Nonostante il cattivo utilizzo sia un elemento relativamente limitato, solitamente derivante da una situazione sociologica particolare già preesistente e spesso legata all’ambiente, al grado di educazione e al livello più o meno limitato di stimoli dell’individuo, è necessario precisare alcuni fenomeni, come per esempio la dipendenza da Facebook. teoricamente, gli users (letteralmente utilizzatori) di un social network creano la propria pagina personale, dove pubblicano interessi, libri letti, film guardati, vari commenti e foto corrispondenti alla realtà. Accade talvolta che tutto questo materiale digitale non è assolutamente lo specchio della propria dimensione reale, ma piuttosto la proiezione di particolari “desideri sociali”, grazie ai quali si guadagna il consenso altrui (almeno virtualmente), una realtà idealizzata costruita sulla base di come si vorrebbe la propria vita, o meglio, di come la vorrebbero gli altri.

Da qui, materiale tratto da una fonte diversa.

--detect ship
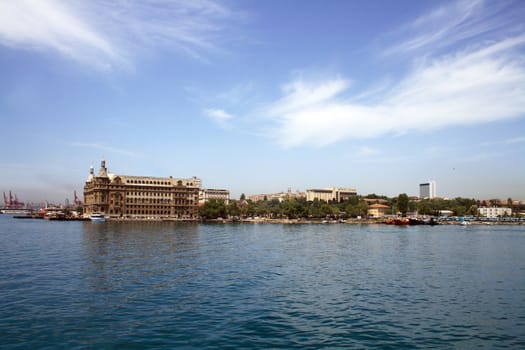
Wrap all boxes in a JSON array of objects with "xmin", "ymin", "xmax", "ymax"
[{"xmin": 0, "ymin": 191, "xmax": 31, "ymax": 215}]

Quando casi come questi si verificano, è necessario esaminarli con non poca dose di delicatezza, al fine di evitare disastri che possono anche essere fatali. tutto il meccanismo parte da una non accettazione del proprio io nella vita reale e quindi da una sfrenata ricerca del consenso altrui, che ovviamente sembra non poter essere trovato nel mondo reale. Da qui si dà inizio ad un processo di costruzione di un’immagine, un’idea, una vita virtuale idealizzata, dedito ad attrarre il maggiore numero di consensi, con lo scopo di sentirsi accettati. Da ciò è possibile comprendere come in determinati casi, avere dei likes su Facebook diviene motivo di compiacimento e accettazione nella società. va da sé che individui con queste caratteristiche danno un peso di notevole importanza alla loro vita virtuale, letteralmente vitale. non è raro apprendere di ragazzi omosessuali che scelgono il suicidio a causa di insulti particolarmente pesanti presenti sul proprio profilo.
Per questi motivi Facebook e tutti i siti di condivisione sono un’arma a doppio taglio, da un lato un’enorme mole di opportunità di conoscere gente, di mantenersi in contatto con chi è fisicamente lontano, d’informarsi e magari di scrivere un articolo; dall’altro un tunnel di dipendenza da cui è difficile uscire. ne vale la pena? A voi la scelta.